Once your insurance company sees this they will assess their own internal points in their driver grading system. The only way that insurance companies don't see the violation is by having these violations get dismissed or having them reduced to non-abstractable violations like defective equipment or impeding traffic. If you or your attorney can manage to get a citation pled down to these violations, you can keep your record clean.
Basic Driver Improvement Course. Is it worth it?I get calls all the time from clients asking me whether or not they should partake in the Michigan Basic Driver Improvement Class to remove points from the record. For many reasons, I tell them not to use it. The first reason is that you can only use that class one time. I say that you should save that class for a rainy day. Often drivers will get popped in a weird area of Michigan heading up north and they will have a hard time finding an attorney in a rural area or cannot go to court themselves to fight the ticket. This is what that 6 hour, $100 class was made for. Use it then. For all other instances, call an attorney.
The second reason I tell people not to use that class is that it appears on your non-public record. Your non-public record will be visible to prosecutors and while you think you have a clean record, it will always be used against you in plea negotiations. Essentially, you will be judged on this blemish in future deals and once again, you're in a hole of high premiums.
In sum, you should avoid using the class unless it is ABSOLUTELY NECESSARY.
Why hiring an attorney is important for Traffic Tickets.While people like to usually take the "cheap" way out, it often burns them later. I always advise using an attorney on traffic tickets not only for the convenience, but for their relationships and knowledge of the law. Most traffic attorneys are experienced and have a good rapport with the local prosecutors and can often get you a great result just by their knowledge of the players in the court. Plus, you don't have to go to court in most instances. Just in saving time, you're saving money.

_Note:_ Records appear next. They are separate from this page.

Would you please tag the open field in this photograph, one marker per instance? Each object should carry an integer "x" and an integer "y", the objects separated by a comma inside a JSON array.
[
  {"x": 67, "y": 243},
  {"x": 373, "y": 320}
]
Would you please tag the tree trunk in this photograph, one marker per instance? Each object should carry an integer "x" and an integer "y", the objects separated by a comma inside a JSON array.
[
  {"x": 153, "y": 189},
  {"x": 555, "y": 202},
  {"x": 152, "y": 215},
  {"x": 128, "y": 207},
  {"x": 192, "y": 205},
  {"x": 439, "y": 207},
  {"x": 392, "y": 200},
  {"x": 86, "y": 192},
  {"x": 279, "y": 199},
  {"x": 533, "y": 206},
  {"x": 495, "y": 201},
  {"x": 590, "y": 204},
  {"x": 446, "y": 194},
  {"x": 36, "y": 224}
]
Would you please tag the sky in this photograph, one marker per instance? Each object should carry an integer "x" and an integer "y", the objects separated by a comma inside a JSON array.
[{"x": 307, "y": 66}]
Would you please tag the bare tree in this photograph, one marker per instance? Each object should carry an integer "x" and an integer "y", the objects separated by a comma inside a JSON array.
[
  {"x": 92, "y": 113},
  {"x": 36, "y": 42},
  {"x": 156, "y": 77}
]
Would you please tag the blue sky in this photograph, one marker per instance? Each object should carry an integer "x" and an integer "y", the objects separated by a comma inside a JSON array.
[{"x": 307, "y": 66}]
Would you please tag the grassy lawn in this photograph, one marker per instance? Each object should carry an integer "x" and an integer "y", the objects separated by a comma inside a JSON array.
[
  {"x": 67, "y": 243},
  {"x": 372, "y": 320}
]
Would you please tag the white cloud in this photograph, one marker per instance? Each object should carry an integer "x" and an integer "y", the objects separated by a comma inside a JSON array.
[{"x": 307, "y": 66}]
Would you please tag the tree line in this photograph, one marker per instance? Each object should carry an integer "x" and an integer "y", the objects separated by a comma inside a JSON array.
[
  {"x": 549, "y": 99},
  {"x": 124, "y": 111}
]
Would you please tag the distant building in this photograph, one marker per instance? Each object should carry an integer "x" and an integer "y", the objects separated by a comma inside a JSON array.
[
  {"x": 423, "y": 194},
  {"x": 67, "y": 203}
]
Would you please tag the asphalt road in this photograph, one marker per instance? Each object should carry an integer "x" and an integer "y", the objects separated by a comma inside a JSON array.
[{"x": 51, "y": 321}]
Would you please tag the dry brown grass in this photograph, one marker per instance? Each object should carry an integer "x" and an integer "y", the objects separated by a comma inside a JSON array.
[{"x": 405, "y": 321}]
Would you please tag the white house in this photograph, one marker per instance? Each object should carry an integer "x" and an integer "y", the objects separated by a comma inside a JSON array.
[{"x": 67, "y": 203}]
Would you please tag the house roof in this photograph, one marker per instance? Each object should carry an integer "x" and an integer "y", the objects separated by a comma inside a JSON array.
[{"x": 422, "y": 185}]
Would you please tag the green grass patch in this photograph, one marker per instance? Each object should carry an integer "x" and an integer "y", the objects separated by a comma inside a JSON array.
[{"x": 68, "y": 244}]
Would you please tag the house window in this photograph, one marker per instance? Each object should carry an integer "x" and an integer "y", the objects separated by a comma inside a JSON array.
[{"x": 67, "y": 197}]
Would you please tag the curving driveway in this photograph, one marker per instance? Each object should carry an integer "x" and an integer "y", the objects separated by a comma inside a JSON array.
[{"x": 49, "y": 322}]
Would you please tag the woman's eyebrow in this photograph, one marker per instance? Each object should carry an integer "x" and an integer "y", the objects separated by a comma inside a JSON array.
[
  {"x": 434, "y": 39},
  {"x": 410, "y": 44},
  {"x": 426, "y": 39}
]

One example of having an experienced attorney helps in knowing where to push cases and knowing when to settle them. For instance, in 52-4 district court (Clarkston), officers often fail to appear for formal hearings. Unlike most courts, the ticket will get dismissed and you will probably never hear of it again. In 52-4 District Court, however, they WILL rewrite the ticket and often it will be for a higher offense. In this instance, a good lawyer will use the officer's failure to appear to get a good plea bargain or call the client and explain either option. I have found great success in this court just by knowing how it operates.
Each court has its own idiosyncrasies and a good traffic lawyer will know just how to handle each ticket. Why try to play that game yourself over a couple hundred bucks and waste your time? Do it right the first time and get a lawyer. But if you don't hire a lawyer...
Appeal your informal hearingsI get a lot of calls from people who tried to go to court on their own and then lost the informal hearing in front of the magistrate. These informal hearings usually involve you and the officer in front a magistrate judge. The magistrate rarely ever sides with you because they don't want to throw a cop in their jurisdiction under the bus. I always tell those clients not to fret. All they have to do pay a bond (the fine they would have to pay anyways) and fill out some paperwork to get an appeal for an informal hearing. At a formal hearing, you will get to use a lawyer and speak to the prosecutor directly. The prosecutor is usually easier to deal with than a magistrate and an attorney is actually allowed to partake in a formal hearing scenario. I would say that in 95% of appeals I have handled, I have gotten a better result for my client than they have received at an informal hearing. That's why it's important to never concede on a ticket until you absolutely have exhausted all remedies.